An important factor of CAN performance are the 120 ohm termination resistors at each end of the CAN bus, which can be likened to doors with damped automatic closers.
The doors can be opened as fast as you like, but they can only close automatically at their own speed which is governed by the hydraulic damper, (ie:termination resistors).
Adding more self-closing mechanisms to a door might make it close faster, but it would require more power to force open and take longer.
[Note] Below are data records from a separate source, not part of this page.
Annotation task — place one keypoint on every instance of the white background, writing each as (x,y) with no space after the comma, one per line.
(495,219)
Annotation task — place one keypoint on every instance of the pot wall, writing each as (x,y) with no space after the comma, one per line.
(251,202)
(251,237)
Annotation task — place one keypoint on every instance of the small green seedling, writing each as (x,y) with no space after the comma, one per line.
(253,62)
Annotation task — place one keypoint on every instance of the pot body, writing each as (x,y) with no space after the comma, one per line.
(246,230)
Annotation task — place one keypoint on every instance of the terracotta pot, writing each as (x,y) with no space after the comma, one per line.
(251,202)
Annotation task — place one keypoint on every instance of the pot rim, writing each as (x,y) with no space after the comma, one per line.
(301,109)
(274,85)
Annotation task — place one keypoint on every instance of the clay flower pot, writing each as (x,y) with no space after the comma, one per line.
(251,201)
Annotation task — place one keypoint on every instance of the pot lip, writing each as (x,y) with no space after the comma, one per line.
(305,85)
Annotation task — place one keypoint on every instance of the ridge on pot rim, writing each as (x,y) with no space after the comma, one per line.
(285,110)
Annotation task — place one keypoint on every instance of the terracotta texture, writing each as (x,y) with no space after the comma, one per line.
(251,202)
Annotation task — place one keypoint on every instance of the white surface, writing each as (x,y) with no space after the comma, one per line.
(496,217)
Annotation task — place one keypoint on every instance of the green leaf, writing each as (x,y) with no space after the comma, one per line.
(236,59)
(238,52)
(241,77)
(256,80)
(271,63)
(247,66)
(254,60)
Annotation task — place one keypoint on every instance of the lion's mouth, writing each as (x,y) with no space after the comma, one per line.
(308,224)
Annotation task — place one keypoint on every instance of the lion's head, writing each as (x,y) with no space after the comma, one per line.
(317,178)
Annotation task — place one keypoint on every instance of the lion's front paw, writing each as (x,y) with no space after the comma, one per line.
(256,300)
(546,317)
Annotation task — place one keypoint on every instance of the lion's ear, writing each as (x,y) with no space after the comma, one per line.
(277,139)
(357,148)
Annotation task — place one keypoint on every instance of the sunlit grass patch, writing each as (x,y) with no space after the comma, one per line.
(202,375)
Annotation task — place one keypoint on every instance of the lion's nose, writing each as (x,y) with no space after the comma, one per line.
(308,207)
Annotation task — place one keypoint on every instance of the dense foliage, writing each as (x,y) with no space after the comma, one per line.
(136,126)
Likewise if additional termination resistors are added in parallel other than just at the CAN bus ends it will reduce the overall nominal bus resistance to less than 60 ohms.
Many CAN transceiver modules have 121 ohm termination resistors soldered to the pcb without any convenient way to disconnect - they are ok to use at the ends of the bus, but if they are intended for intermediate locations then the termination resistors should be removed to avoid reducing CAN bus resistance and degrading performance.
The Annex32 implementation of CAN has the great advantage of remote wifi connectivity,and of course Rapid Development, plus easy SD card for data storage if needed.
So it should make a great OBD2 CAN bus sniffer (a future project I am looking forward to).
It offers ability to interact with existing vehicles eg: for adding additional equipment, but also offers ability to add a new CAN bus to vehicles, eg: for camper interior lighting.
Unless used as a data sniffer, the very nature of CAN bus means it will be connecting at least 2 devices, possibly many more... so it opens the door for more complex fast interactive systems without wifi distance and reliability limitations or vulnerability (eg: it would be good for connecting distributed security sensors).
Despite the fact that CAN is for sending and receiving numerical data, it could actually be used to exchange variable-length text strings if needed (see a subsequent example).
This offers ability for a CAN node to interact with UDP messages - eg: a CAN PIR sensor node might send "Announce Speak Gate 1 triggered" to my EasyNet 'Sentry' alarm.
In my case my EasyNet nodes also have ability to address messages to the node byte of the IP address, which could be used as the CAN ID - but It is entirely up to the listening nodes to respond to whatever they are told (as with UDP nodes), so the destination ID could actually be a nodename$ using ASCII codes if wished.